On May 6, 1973, an automobile belonging to Patrick Graham was broken into and certain items were taken. A grand jury indicted the defendant for felony theft by receiving and charged that he had unlawfully received "a thing or things of value of more than one hundred dollars." 1971 Perm.Supp., C.R.S.1963, 40-4-401.[1] He *757 was convicted by a jury and has appealed. We affirm.

He has raised four issues on appeal:

(1) Zaller contends that the trial court erred in allowing evidence of the value of the goods taken to be combined to arrive at the value of the goods set forth in the indictment. It was not error to aggregate the value of the goods. 1971 Perm.Supp., C.R.S.1963, 40-4-401; People v. Paris, 182 Colo. 148, 511 P.2d 893 (1973).

(2) The second asserted error is that the owner of the stolen goods was incompetent to testify as to their value. We adhere to our previous position that an owner is always competent to testify as to the value of his property. People v. Paris, supra.

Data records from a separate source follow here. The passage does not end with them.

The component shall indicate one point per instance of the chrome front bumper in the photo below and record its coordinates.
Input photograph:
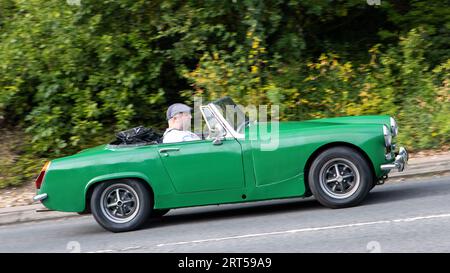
(399, 163)
(40, 197)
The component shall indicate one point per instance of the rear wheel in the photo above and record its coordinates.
(121, 206)
(340, 177)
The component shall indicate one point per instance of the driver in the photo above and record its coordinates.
(179, 117)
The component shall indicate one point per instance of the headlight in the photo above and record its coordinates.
(387, 136)
(394, 127)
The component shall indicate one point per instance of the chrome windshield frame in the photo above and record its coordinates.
(230, 130)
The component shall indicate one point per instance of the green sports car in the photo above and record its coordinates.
(337, 160)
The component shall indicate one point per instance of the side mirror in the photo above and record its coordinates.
(219, 134)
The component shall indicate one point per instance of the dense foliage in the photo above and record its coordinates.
(71, 75)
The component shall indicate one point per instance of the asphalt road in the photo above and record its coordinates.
(408, 216)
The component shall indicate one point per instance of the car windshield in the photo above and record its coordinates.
(232, 113)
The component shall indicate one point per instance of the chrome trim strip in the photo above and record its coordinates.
(168, 150)
(400, 162)
(40, 197)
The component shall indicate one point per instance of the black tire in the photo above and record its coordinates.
(126, 213)
(349, 187)
(158, 213)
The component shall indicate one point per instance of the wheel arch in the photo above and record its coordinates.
(327, 146)
(97, 181)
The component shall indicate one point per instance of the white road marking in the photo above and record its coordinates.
(310, 229)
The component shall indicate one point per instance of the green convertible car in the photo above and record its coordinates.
(337, 160)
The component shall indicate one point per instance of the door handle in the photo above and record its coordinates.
(164, 151)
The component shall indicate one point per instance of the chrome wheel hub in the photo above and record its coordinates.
(120, 203)
(339, 178)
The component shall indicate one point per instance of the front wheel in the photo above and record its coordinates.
(121, 206)
(340, 177)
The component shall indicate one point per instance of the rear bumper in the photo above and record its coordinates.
(40, 197)
(399, 163)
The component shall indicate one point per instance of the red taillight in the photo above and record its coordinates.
(41, 175)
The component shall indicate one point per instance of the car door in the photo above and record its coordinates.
(204, 165)
(201, 166)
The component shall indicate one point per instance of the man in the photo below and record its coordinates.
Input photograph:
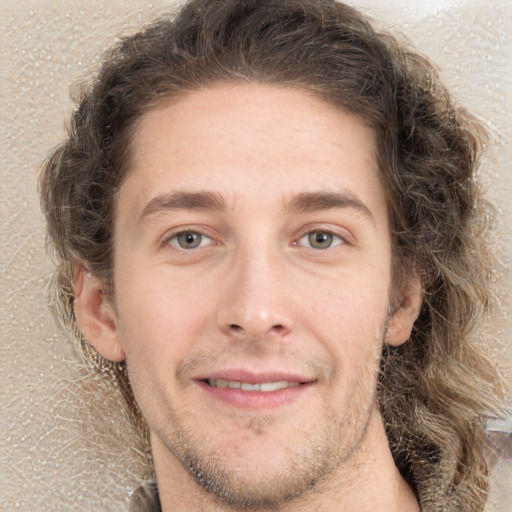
(267, 225)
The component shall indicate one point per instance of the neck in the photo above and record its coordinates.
(368, 481)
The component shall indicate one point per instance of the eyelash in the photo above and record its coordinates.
(335, 238)
(174, 237)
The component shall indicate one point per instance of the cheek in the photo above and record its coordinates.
(350, 320)
(160, 319)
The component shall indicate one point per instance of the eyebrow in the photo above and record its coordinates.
(313, 201)
(182, 201)
(301, 203)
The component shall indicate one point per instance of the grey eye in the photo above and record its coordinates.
(189, 240)
(320, 239)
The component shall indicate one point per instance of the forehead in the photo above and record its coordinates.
(252, 141)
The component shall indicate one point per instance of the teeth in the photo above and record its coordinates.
(246, 386)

(3) He claims the admission of evidence of prior similar transactions was error. Error did not occur because the defendant raised the issue of his prior transactions in stolen goods on direct examination. The prosecution was entitled to rebut the defendant's testimony which disclaimed the prior transactions. See Tanksley v. People, 171 Colo. 77, 464 P.2d 862 (1970).

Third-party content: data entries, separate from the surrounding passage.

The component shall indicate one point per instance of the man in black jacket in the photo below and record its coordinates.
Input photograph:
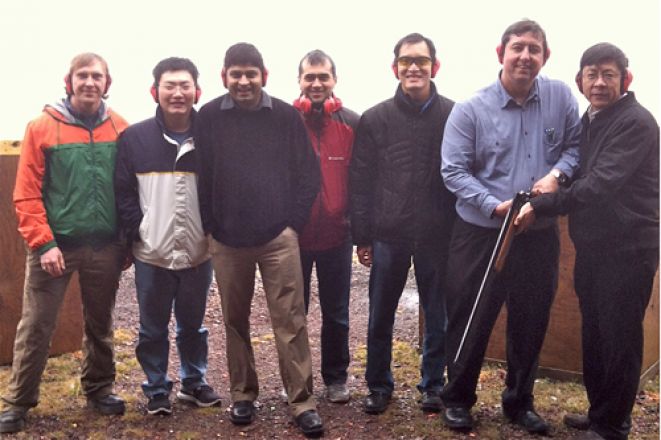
(401, 211)
(613, 209)
(258, 178)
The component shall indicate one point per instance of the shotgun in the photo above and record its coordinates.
(498, 257)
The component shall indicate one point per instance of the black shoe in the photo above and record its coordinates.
(431, 401)
(376, 402)
(203, 396)
(530, 421)
(108, 405)
(310, 423)
(159, 404)
(589, 435)
(577, 421)
(458, 418)
(13, 419)
(242, 412)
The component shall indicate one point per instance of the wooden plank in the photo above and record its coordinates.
(69, 330)
(561, 355)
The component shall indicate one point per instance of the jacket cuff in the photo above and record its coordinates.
(46, 247)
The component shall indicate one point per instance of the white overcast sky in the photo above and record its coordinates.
(39, 38)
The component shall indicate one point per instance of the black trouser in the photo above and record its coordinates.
(526, 285)
(613, 289)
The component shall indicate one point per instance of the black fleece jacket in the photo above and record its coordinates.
(258, 172)
(614, 203)
(396, 191)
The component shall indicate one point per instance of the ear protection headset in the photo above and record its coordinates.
(500, 51)
(265, 75)
(68, 86)
(154, 93)
(625, 82)
(331, 104)
(434, 68)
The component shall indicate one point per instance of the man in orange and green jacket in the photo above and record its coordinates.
(66, 213)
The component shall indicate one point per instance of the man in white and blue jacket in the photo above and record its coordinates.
(156, 193)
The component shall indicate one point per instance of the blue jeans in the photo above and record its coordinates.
(390, 266)
(158, 291)
(334, 280)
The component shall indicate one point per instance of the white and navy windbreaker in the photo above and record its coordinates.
(156, 194)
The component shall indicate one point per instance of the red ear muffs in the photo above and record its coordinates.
(68, 86)
(499, 52)
(223, 76)
(579, 80)
(626, 81)
(154, 93)
(435, 67)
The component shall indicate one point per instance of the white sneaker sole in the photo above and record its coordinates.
(193, 400)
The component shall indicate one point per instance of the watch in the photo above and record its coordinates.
(560, 177)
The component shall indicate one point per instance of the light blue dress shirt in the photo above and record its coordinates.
(493, 147)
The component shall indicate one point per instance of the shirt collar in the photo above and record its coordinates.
(505, 98)
(227, 103)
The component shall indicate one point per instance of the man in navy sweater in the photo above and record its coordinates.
(258, 179)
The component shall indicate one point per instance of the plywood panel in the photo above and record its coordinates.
(68, 334)
(561, 353)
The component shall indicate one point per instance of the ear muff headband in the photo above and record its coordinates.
(434, 68)
(625, 82)
(223, 76)
(68, 85)
(153, 90)
(500, 51)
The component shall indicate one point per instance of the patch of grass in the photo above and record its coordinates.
(188, 435)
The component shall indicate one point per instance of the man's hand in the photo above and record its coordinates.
(52, 261)
(546, 184)
(364, 255)
(525, 219)
(502, 208)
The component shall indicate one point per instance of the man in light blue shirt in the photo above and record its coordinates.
(520, 133)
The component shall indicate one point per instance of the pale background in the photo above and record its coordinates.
(39, 38)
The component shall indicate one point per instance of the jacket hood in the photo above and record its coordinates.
(60, 111)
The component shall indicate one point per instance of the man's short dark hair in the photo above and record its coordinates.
(315, 58)
(603, 53)
(413, 39)
(173, 64)
(520, 28)
(243, 54)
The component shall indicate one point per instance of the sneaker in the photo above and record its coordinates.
(338, 393)
(13, 419)
(431, 401)
(109, 404)
(159, 404)
(203, 396)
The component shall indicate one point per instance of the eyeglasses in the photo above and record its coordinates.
(311, 77)
(421, 62)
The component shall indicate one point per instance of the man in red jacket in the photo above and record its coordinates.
(325, 241)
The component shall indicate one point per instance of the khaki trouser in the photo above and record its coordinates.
(280, 266)
(98, 273)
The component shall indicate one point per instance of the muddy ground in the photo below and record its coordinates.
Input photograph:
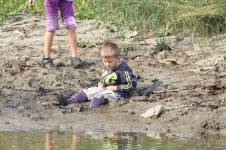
(193, 82)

(4) Failure to disclose the name of a prosecution witness in pretrial discovery is alleged as the fourth error. The prosecuting attorney has acknowledged that he inadvertently failed to designate one witness at the time discovery was requested. The witness was later made known to the defendant, and a timely objection was not made. Moreover, the record clearly reflects that the defendant had prior knowledge of the witness' testimony. The omission was not of sufficient significance to result in the denial of a fair trial, and no prejudice was shown. Therefore, nondisclosure of the name of the witness did not constitute reversible error. United States v. Agurs, ___ U.S. ___, 96 S. Ct. 2392, 49 L. Ed. 2d 342 (1976).

Accordingly, we affirm.

NOTES

[1] Now section 18-4-401, C.R.S.1973.